National Building Museum
''It was a shameless attempt to get people into the museum during the summer with something that was still related to our mission,'' concedes G. Martin Moeller Jr. He's referring to the National Building Museum's temporary exhibition, simply titled ''Play Mini-Golf Inside the Museum.'' The museum tapped some of the Washington region's leading architects, landscapers and contractors to design the holes around building/construction-related themes in its mini-golf course. Since its July 4 opening, the exhibit has attracted 9,000 visitors, says Moeller, a senior vice president and curator at the museum.
The mini-golf course is a key component of the venue's ''Summer at the Museum'' series of whimsical programming, which also includes its LEGO Architecture exhibit, launched two summers ago. LEGO-certified professional Adam Reed Tucker used the plastic toy building blocks to create replicas of some of the world's most famous structures, such as the Empire State Building and the Gateway Arch, and visitors are invited to construct additions to a LEGO city.
Running through Labor Day, ''Summer at the Museum'' also includes free concerts, co-sponsored by the Washington Performing Arts Society, of area youth ensembles Sunday afternoons in August. There are also ''special summer tours'' of the building and special exhibitions.
If you haven't figured it out by now, the National Building Museum is not your average Washington gallery in a grand space.
In fact, when people think of the Building Museum, they generally think of its colonnaded central foyer, known as the Great Hall, rising eight stories high and covering about 30,000 square feet. Though many other museums have large spaces that can be rented out for special events, few can match the grand size and scale of the Great Hall. In addition to the museum's own lectures and events, the venue regularly opens its doors to presidential inaugural balls, the popular televised Christmas in Washington holiday concert, and galas such as the Servicemembers Legal Defense Network's annual dinner.
Most recently, various donors sponsored the Great Hall's display of AIDS Memorial Quilt panels in conjunction with the XIX International AIDS Conference. The focus was on those lost to AIDS from the design and building industries. ''Sadly there was no lack of such panels,'' sighs Moeller, who earned his architectural degree from Tulane University almost 30 years ago – just as the disease started ravaging his field and so many other creative industries.
''We rely heavily on renting out the Great Hall. It's a significant chunk of our budget,'' Moeller says. He's quick to add that the museum is a private, nonprofit entity. Contrary to popular perception, it's not part of the Smithsonian Institution, nor is it federally run. Government funding? ''Not any to speak of,'' responds Moeller. The government merely owns the building, which was originally constructed to house the Pension Bureau serving veterans and their families after the Civil War.

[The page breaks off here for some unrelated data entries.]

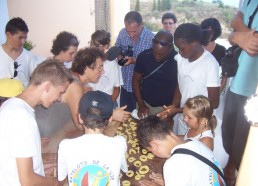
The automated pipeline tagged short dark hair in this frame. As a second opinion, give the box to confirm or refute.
[91,30,111,45]
[201,18,222,41]
[51,31,79,56]
[30,59,73,85]
[154,30,174,46]
[124,11,142,25]
[5,17,29,35]
[137,115,172,148]
[81,113,109,130]
[161,12,177,23]
[71,47,105,75]
[174,23,212,45]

But aside from quirky exhibits and the various Great Hall activities – as well as far more serious, academically minded endeavors – the National Building Museum has also been building, however inadvertently, another distinction for itself, particularly over the past decade – that of serving as D.C.'s de facto city museum. (The Historical Society of Washington, D.C., shuttered seven years ago the short-lived official City Museum of Washington, D.C., housed in the Carnegie Library.)

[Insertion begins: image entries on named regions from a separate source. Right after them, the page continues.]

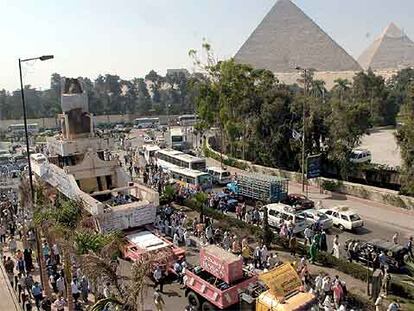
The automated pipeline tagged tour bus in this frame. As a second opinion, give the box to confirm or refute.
[142,145,160,163]
[156,149,206,171]
[170,167,213,192]
[134,118,160,129]
[8,123,39,136]
[207,167,231,185]
[0,150,13,164]
[168,127,184,150]
[177,114,197,126]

From its longstanding exhibit ''Washington: Symbol and City,'' which touches on the capital city's inherent identity crisis, to temporary exhibits exploring D.C.'s architectural past, such as ''Unbuilt Washington'' earlier this year, the Building Museum has repeatedly given its home base pride of place. And Moeller is a key reason why.
D.C.'s ARCHITECTURAL AMBASSADOR
Martin Moeller: Building Musem
(Photo by Todd Franson)
MARTIN MOELLER IS certainly a proud Washingtonian, having made the city his home for 28 years. But he never expected to become an expert on Washington architecture. In fact, before he moved to D.C., Moeller didn't have designs on either his exact profession or his exact location.
''When I was young, I expected that I was going to be a practicing architect,'' says Moeller, who grew up in Louisville, Ky. ''I was one of those kids who was sketching plans, buildings, when I was very small.''
But after graduating college in New Orleans in the Reagan-era mid-1980s, Moeller wasn't about to move back home. ''Let's just say as a gay, vegetarian atheist,'' he chuckles, ''Louisville didn't seem like a really good place – at least not at that time.'' Moeller instead stumbled on his first job in the nonprofit sector, working for the D.C.-based Association of Collegiate Schools of Architecture. ''I thought I'd do that for a year or two and then I'd go into practice,'' he says. Instead, Moeller never moved away from supporting the architectural field by virtue of academic or associational nonprofits. And he never moved away from D.C.
''When I moved to D.C., I have to admit at that time I was a little skeptical,'' he says. ''I kind of thought I might end up in a larger city, either New York or someplace in Europe.'' But even though the city was still suffering through urban flight and blight, Moeller says, ''I felt like the roots of positive change were already there. Certainly for 20 years, if not more, it's just been a positive climb.'' During that time Moeller has lived with his partner Steve Dickens – a fellow Tulane University graduate who is a practicing architect – near the recent 14th Street revitalization boom in the Logan Circle area.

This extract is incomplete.